A McClellan Oscillator barely clinging to a positive close,  a diamond topping pattern forming on the heels of a major run being forced upon the market by the resolution to the Fiscal Cliff –> markets feel toppy, bottom line. I continue to stress booking profits and reducing long exposure at this time until new highs are made.


 Negative divergence


Gold is in a wedge right now with support holding but it’s impossible to say which way this chart is gonna go. My best guess is down because that’s the prevalent trend and I personally think Gold is going to revisit the $1200’s before it makes new highs.

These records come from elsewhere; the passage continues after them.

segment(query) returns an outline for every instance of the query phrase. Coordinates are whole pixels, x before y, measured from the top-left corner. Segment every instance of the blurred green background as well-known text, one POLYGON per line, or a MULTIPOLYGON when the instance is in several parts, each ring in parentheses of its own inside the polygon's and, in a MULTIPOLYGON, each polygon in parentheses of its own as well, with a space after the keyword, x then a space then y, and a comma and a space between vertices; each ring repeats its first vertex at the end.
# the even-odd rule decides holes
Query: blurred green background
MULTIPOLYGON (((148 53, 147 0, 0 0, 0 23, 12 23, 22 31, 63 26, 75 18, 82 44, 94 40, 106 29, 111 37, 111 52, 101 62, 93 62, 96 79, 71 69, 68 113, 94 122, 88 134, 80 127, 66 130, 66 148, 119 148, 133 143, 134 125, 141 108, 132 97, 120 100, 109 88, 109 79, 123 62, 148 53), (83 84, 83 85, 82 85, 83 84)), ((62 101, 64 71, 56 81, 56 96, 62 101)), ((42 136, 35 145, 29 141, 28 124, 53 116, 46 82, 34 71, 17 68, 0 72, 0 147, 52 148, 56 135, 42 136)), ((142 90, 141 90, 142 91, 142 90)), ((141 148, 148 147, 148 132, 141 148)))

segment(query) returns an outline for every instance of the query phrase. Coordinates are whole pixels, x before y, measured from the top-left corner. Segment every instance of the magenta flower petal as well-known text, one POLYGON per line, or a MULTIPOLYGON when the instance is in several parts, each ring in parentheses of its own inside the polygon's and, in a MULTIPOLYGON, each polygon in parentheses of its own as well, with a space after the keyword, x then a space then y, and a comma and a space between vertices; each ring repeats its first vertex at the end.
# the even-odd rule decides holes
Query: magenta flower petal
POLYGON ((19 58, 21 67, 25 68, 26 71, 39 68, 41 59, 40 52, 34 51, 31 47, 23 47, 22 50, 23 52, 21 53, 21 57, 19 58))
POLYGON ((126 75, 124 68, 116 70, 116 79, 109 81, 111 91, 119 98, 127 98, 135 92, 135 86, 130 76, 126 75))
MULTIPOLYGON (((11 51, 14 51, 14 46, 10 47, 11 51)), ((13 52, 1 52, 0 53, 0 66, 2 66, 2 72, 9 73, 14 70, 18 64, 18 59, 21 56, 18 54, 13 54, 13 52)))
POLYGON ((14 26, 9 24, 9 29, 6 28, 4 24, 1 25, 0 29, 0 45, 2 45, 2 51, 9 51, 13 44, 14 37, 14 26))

Before you call me crazy I was saying Apple was going to see the low $400’s (and possibly below that) when it was in the 600’s.


5 Responses to “Diamond Pattern Forming In Dow”

  1. Thinksmart Says:

    I don’t think the market have a lot more to go upside with what we know (macro, earnings etc….)

    And probably at this point, the reward is more on the downside.

    BUT don’t fight the trend…

  2. jeff pierce Says:

    BUT don’t fight the trend… <-- so true

  3. Allan Says:

    Agree on gold and agree on DOW,

    GDX has been collapsing for months and has not been confirming the move higher in the broader market or in gold when it run up after QE4.

    People need to ask why it is that global gold shares are declining if we are going to see a inflationary melt up.

    My answer is that we are not. In fact they are signalling quite the contrary just as they did back in 07/08

    Cheers Jeff

  4. jeff pierce Says:

    Agreed. Something is off on gold and I can’t put my finger on it. Long term is up, but all other time frames are in jeopardy and I think we need some sort of “significant sell off” to shake out the permabears.